02-State_Spaces_Uninformed_Search

03-Informed_Search_Astar_and_Heuristics

preject 1 （若需要认证，可见仓库）

explain¶

前面有很多探索，希望看正确解答可直接看 "right"；最终结果见 "pass" 。

pacman.py 的参数对于对于帮助我们进行测试很有用：

man pacman

$ python pacman.py -h

Usage: 
    USAGE:      python pacman.py <options>
    EXAMPLES:   (1) python pacman.py
                    - starts an interactive game
                (2) python pacman.py --layout smallClassic --zoom 2
                OR  python pacman.py -l smallClassic -z 2
                    - starts an interactive game on a smaller board, zoomed in


Options:
  -h, --help            show this help message and exit
  -n GAMES, --numGames=GAMES
                        the number of GAMES to play [Default: 1]
  -l LAYOUT_FILE, --layout=LAYOUT_FILE
                        the LAYOUT_FILE from which to load the map layout
                        [Default: mediumClassic]
  -p TYPE, --pacman=TYPE
                        the agent TYPE in the pacmanAgents module to use
                        [Default: KeyboardAgent]
  -t, --textGraphics    Display output as text only
  -q, --quietTextGraphics
                        Generate minimal output and no graphics
  -g TYPE, --ghosts=TYPE
                        the ghost agent TYPE in the ghostAgents module to use
                        [Default: RandomGhost]
  -k NUMGHOSTS, --numghosts=NUMGHOSTS
                        The maximum number of ghosts to use [Default: 4]
  -z ZOOM, --zoom=ZOOM  Zoom the size of the graphics window [Default: 1.0]
  -f, --fixRandomSeed   Fixes the random seed to always play the same game
  -r, --recordActions   Writes game histories to a file (named by the time
                        they were played)
  --replay=GAMETOREPLAY
                        A recorded game file (pickle) to replay
  -a AGENTARGS, --agentArgs=AGENTARGS
                        Comma separated values sent to agent. e.g.
                        "opt1=val1,opt2,opt3=val3"
  -x NUMTRAINING, --numTraining=NUMTRAINING
                        How many episodes are training (suppresses output)
                        [Default: 0]
  --frameTime=FRAMETIME
                        Time to delay between frames; <0 means keyboard
                        [Default: 0.1]
  -c, --catchExceptions
                        Turns on exception handling and timeouts during games
  --timeout=TIMEOUT     Maximum length of time an agent can spend computing in
                        a single game [Default: 30]

若加入下列语句，测试运行：

print("Start:", problem.getStartState())
print("Is the start a goal?", problem.isGoalState(problem.getStartState()))
print("Start's successors:", problem.getSuccessors(problem.getStartState()))

# Start: (5, 5)
# Is the start a goal? False
# Start's successors: [((5, 4), 'South', 1), ((4, 5), 'West', 1)]
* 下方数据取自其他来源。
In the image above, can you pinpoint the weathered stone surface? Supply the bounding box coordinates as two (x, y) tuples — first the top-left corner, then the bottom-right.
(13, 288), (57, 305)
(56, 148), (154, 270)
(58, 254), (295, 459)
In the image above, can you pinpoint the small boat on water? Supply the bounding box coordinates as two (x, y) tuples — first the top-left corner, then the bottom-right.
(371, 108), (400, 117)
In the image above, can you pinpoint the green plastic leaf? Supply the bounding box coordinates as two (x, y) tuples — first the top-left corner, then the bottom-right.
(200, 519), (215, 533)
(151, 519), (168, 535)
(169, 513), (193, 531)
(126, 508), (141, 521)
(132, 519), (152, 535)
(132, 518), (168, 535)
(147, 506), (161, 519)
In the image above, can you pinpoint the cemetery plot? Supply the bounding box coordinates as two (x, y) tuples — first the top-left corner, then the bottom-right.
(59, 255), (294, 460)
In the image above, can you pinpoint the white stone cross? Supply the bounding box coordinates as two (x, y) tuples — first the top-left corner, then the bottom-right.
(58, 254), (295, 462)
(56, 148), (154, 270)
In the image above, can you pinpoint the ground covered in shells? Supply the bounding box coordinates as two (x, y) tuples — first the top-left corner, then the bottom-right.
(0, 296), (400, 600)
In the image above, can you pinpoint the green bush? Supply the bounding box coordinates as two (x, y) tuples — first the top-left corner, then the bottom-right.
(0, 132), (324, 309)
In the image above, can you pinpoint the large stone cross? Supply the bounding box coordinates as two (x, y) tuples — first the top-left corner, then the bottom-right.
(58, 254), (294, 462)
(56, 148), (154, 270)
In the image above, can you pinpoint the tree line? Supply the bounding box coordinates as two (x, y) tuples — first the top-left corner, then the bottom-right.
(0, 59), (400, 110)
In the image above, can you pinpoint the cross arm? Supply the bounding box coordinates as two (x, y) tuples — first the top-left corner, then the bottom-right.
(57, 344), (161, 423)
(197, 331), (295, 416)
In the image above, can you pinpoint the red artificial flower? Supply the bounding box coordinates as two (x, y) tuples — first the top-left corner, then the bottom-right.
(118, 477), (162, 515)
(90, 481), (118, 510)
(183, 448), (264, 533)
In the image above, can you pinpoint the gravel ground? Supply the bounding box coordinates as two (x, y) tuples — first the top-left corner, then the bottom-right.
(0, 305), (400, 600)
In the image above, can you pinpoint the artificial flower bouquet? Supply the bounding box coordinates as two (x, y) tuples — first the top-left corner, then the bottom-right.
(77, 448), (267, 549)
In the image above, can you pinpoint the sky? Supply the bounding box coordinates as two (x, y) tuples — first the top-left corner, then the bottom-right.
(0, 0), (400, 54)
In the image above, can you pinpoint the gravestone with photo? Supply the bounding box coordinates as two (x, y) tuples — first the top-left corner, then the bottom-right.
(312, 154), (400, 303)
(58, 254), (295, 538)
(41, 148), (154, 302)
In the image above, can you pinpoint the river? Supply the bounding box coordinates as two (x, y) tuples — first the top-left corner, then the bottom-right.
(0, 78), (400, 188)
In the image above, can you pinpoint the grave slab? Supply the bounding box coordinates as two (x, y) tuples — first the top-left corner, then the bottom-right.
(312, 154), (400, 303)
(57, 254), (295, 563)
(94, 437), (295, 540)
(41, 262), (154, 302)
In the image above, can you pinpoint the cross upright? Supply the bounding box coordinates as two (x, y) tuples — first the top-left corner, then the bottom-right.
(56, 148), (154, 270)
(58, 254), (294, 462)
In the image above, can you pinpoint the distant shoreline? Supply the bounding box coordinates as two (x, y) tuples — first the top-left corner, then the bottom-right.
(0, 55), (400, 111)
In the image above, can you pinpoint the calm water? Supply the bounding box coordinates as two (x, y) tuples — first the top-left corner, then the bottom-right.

窥见了 problem/state 的结构，其中 successors 是两个 successor，其内容依次代表：(state，action，cost) => （坐标，方向，步长）。

随便补全 dfs 观察地图：

dfs test

def depthFirstSearch(problem: SearchProblem):
    return []
    util.raiseNotDefined()

可以看出来，“坐标原点”在左下角，是经典的“2D 函数坐标”而非“矩阵坐标”。

Q1 - Q4¶

explore¶

根据以前所学，dfs 尝试 Q1：

dfs

def depthFirstSearch(problem: SearchProblem):
    reached = set()  # 记录已经访问过的节点
    _stack = util.Stack()  # 用栈来实现DFS
    _stack.push(
        (problem.getStartState(), [])
    )  # 将初始状态（坐标，到达该坐标需要的方向组）压入栈中
    while not _stack.isEmpty():
        state, actions = _stack.pop()
        if problem.isGoalState(state):
            return actions
        if state not in reached:
            reached.add(state)
            for successor, action, _ in problem.getSuccessors(state):
                new_path = actions + [action]
                _stack.push((successor, new_path))
    return actions
    util.raiseNotDefined()

顺利通过 Q1。

right¶

下一个？NO! 在 note02 中我们知道三个搜索算法总体差不多，且这里都是 graph search:

[!CITE]

Now it’s time to write full-fledged generic search functions to help Pacman plan routes! Pseudocode for the search algorithms you’ll write can be found in the lecture slides.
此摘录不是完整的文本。